漢字使ってくれないと、「風」なのか、それとも「風邪」なのか、誰にもわからないと思うよ。


[deactivated user]

    I wrote "I think it's windy." Isn't that correct?


    https://www.duolingo.com/profile/Nyanerthal

    I think it would be closer to "I think it is the wind"


    https://www.duolingo.com/profile/DemstarAus

    Why is it not correct to say "I think it's wind."? I understand that in the context of the lesson, we are referring to health, but wouldn't that also be correct?


    https://www.duolingo.com/profile/Dylan_Nicholson

    It's a perfectly acceptable translation but as another poster pointed out, it is a lesson about health...


    https://www.duolingo.com/profile/Koh639000

    Why isn't the kanji for 風邪 accepted here?


    https://www.duolingo.com/profile/MattSpano2

    If not using the kanji form at least say かぜをひいた。


    https://www.duolingo.com/profile/ronkisimo

    could someone explain the だとto me please?


    https://www.duolingo.com/profile/Midna6

    だis the short (and less formal) form ofです. So basically かぜだ and かぜですmeans the same: "It is a cold" or "It is the wind".

    But if you want to say "I think it is a cold/the wind", you have to add と思います。 BUT if you add と思います you have to use the short form of the verb before the と。


    https://www.duolingo.com/profile/Dan553966

    "Desu" is the real culprit here. It is peculiar to modern Japanese, or at least it doesn't exist in classical Japanese. Some think it developed from "nite aru" or "nite arimasu." It is pretty much limited to sentence final position. "Da" is the informal affirmative. Both "desu" and "da" roughly mean "is" but be aware that they are not copulas like those in indo-european languages. "To" can be regarded as a particle that indicates some connection to a verb. Among other things it marks the end of a quotation.


    https://www.duolingo.com/profile/LiamOng

    Is 'I think it's a cold' a correct translation of 'かぜだと思います'?


    https://www.duolingo.com/profile/Jesse592332

    I would think so. However, if you said this sentence without any context, such as someone else coughing, it would sound like you were talking about yourself.


    https://www.duolingo.com/profile/Rk5I3

    Then what about "I think you've got a cold"? I'm non-native in both languages but I thought the previously suggested sentence sounds foolish so I decided to go with 'wind' but it was wrong...

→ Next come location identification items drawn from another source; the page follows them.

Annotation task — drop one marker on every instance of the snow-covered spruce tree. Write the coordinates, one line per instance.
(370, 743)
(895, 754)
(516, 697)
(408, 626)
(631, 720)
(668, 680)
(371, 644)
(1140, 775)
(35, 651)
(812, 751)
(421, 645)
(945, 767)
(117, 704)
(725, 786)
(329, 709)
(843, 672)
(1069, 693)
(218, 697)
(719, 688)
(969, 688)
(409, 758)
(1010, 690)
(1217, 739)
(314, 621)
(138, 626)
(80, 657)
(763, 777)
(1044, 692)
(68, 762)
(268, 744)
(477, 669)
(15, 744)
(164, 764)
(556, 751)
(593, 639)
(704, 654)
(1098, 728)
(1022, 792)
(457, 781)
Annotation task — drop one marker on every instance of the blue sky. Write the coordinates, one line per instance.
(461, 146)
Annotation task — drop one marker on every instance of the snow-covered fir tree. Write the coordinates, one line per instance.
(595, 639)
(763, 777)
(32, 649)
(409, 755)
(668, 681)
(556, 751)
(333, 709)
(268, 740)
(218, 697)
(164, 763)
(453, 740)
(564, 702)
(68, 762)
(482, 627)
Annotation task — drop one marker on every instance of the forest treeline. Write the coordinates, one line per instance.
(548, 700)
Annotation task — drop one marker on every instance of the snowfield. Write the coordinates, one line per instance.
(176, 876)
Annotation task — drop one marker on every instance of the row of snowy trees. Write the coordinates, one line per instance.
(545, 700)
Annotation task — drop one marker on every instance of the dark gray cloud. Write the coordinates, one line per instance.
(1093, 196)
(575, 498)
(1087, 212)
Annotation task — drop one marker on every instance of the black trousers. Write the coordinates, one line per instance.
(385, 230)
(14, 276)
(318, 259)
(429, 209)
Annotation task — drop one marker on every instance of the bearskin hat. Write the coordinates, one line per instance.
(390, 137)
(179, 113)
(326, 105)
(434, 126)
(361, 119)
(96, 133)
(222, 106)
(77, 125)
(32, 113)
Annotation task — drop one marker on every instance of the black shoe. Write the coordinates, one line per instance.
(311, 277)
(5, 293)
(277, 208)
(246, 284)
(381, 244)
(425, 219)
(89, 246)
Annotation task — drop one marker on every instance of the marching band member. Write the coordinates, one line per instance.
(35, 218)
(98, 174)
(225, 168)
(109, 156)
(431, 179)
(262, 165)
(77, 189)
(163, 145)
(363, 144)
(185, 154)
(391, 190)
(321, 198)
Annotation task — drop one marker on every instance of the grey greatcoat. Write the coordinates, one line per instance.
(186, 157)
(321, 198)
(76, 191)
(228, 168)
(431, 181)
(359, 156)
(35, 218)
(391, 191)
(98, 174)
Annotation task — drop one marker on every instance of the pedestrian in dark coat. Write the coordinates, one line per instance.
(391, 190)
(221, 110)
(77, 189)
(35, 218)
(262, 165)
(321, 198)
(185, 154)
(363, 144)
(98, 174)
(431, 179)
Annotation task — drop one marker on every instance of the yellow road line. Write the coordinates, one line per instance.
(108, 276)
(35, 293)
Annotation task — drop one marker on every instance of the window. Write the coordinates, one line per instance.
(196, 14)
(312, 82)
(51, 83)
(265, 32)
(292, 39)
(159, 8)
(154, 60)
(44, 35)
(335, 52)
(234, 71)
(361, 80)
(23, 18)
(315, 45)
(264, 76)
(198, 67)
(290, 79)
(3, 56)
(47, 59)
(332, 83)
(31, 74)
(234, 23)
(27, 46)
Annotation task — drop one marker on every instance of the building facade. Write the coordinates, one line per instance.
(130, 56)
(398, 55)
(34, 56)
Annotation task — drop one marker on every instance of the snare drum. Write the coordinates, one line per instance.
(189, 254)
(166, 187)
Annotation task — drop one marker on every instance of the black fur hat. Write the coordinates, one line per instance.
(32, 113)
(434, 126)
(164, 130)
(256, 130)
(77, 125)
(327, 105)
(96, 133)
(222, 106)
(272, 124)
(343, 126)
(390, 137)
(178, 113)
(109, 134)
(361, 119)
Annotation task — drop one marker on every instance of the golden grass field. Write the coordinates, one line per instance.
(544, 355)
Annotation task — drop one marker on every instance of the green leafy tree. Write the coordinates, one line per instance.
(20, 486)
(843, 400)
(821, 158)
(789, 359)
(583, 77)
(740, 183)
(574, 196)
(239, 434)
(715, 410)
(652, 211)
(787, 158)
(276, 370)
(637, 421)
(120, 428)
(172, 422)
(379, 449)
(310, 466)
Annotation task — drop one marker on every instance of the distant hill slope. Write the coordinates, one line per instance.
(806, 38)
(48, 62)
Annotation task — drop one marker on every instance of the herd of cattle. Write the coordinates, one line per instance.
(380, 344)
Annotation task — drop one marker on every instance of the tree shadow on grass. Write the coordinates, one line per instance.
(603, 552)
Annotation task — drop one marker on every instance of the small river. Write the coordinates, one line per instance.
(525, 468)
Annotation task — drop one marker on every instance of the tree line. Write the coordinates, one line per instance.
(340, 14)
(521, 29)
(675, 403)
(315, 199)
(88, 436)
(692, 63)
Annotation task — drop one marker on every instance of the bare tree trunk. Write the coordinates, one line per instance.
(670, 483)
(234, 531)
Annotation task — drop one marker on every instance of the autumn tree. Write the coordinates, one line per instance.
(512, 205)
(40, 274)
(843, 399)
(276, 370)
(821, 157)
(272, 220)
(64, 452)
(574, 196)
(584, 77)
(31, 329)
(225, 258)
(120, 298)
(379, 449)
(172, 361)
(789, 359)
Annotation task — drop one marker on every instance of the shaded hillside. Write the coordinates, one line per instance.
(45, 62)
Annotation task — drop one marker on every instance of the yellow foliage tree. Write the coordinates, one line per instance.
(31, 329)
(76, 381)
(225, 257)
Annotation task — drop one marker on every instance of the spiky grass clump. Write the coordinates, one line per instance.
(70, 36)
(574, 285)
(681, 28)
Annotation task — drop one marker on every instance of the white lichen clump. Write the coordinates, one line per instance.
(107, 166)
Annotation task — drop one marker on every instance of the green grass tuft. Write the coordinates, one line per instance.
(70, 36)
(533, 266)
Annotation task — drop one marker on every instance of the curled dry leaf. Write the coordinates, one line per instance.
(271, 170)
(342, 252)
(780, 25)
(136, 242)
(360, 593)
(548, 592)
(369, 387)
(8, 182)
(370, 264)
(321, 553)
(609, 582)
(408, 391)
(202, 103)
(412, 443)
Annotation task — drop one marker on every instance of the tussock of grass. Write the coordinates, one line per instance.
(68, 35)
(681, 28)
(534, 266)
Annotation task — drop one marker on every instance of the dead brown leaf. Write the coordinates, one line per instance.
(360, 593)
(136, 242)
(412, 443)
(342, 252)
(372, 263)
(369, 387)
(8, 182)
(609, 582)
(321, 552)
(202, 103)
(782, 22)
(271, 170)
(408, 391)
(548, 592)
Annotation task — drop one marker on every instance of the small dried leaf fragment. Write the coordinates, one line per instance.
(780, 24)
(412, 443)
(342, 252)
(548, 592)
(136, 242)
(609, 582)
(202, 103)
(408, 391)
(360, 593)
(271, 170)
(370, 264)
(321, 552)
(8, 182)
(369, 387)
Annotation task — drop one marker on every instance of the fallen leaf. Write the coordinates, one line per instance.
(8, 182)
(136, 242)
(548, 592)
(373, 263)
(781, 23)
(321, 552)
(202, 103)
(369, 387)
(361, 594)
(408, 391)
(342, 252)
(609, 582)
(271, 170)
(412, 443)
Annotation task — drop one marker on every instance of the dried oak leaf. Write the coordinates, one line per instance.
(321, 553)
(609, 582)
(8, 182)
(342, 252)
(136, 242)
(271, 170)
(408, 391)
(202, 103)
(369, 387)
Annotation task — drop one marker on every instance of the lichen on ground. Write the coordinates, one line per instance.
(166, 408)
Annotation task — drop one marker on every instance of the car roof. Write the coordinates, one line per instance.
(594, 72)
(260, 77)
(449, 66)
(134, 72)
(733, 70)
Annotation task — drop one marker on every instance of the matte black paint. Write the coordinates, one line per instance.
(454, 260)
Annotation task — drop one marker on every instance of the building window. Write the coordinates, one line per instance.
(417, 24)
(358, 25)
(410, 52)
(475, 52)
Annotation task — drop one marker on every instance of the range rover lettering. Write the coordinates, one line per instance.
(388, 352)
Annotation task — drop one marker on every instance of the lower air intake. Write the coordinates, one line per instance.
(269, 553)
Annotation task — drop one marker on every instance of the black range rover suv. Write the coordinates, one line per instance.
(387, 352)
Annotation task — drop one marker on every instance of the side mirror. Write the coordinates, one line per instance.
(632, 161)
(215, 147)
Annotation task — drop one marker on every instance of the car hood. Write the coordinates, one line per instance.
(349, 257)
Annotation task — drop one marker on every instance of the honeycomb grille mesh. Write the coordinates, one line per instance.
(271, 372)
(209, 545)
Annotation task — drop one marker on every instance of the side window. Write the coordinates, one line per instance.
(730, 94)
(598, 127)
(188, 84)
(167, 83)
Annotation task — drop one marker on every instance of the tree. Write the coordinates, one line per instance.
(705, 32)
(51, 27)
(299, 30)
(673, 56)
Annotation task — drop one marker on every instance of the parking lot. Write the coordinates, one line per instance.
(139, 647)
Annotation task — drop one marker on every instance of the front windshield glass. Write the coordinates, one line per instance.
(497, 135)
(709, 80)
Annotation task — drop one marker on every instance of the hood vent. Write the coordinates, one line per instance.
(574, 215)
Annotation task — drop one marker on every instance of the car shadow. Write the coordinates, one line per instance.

    https://www.duolingo.com/profile/Dear_Deka

    Remember that the original sentience is not a question.


    https://www.duolingo.com/profile/Dan553966

    Yes, as a diagnosis in an appropriate context, I think.


    https://www.duolingo.com/profile/arrwzy

    Rather than "I think I have a cold", wouldn't this be "I think it is a cold" ?


    https://www.duolingo.com/profile/MarkSmith148943

    Inconsistent use of language- they refer to "I have caught a cold" several times in previous questions.


    https://www.duolingo.com/profile/BlMi11

    "I think this is cold" wasn't not accepted


    https://www.duolingo.com/profile/Dan553966

    "Kaze" doesn't mean "cold" in the sense of cool or frigid. It denotes the illness, "cold," but it actually means "wind."


    https://www.duolingo.com/profile/DemstarAus

    In "I think this is cold", cold is an adjective, not a noun.


    https://www.duolingo.com/profile/regularfanb0y

    This could also mean "I think it's cold" right?


    https://www.duolingo.com/profile/Dan553966

    "Kaze" can mean "cold" only in the sense of the illness. "Cold" in terms of temperature is a completely different thing.


    https://www.duolingo.com/profile/alyaquo

    Why I got a wrong answer of "I think I caught a cold"?